According to the company, these Rift interfaces come in two styles: “A regular version and longer version designed for users with glasses. The set includes a couple of removable foam replacements with a PU leather outer fabric so they’re super easy to clean.” The shipment will also include the standard VR Cover comfort-focused, fabric face padding as well.
On its Kickstarter page, VR Cover said it “reverse-engineered the Oculus Rift’s own facial interface and, after some helpful talks with Oculus, we were able to perfect our design.”
There are multiple options available for the interfaces themselves as well:
“One currently available option is a thinner foam replacement that positions your eyes closer to the headset lenses to increase your field of vision. The second option is similarly shaped to the stock foam that comes with the Oculus Rift, but is extremely comfortable as it’s constructed from memory foam.”
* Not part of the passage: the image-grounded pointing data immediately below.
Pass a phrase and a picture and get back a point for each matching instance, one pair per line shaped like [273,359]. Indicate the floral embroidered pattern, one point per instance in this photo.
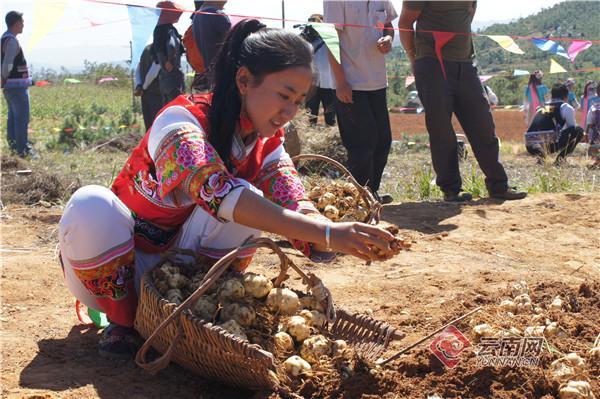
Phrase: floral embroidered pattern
[110,279]
[280,183]
[210,185]
[181,152]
Having a variety of faceplate options is something that Rift users have been desiring for quite some time. Oculus itself originally promised to provide different types of interfaces with every Oculus Rift but that promise has so far went unfulfilled. Since then, users with glasses, or those requiring a slightly augmented fit for their headset in one form or another, have had to wait on third party producers like VR Cover to provide a fix.
The absence of official Oculus interfaces led to a minor backlash among users, especially those that were depending on a more customizable fit to accommodate their glasses, face shape, etc. A Reddit thread from eight months ago highlights the community outrage and also features VR Cover themselves in the comments promising to provide a solution themselves.
VR Cover originally set out to raise €12,000 from its Kickstarter but ended up pulling in €31,838 between July 6 and August 5 this year.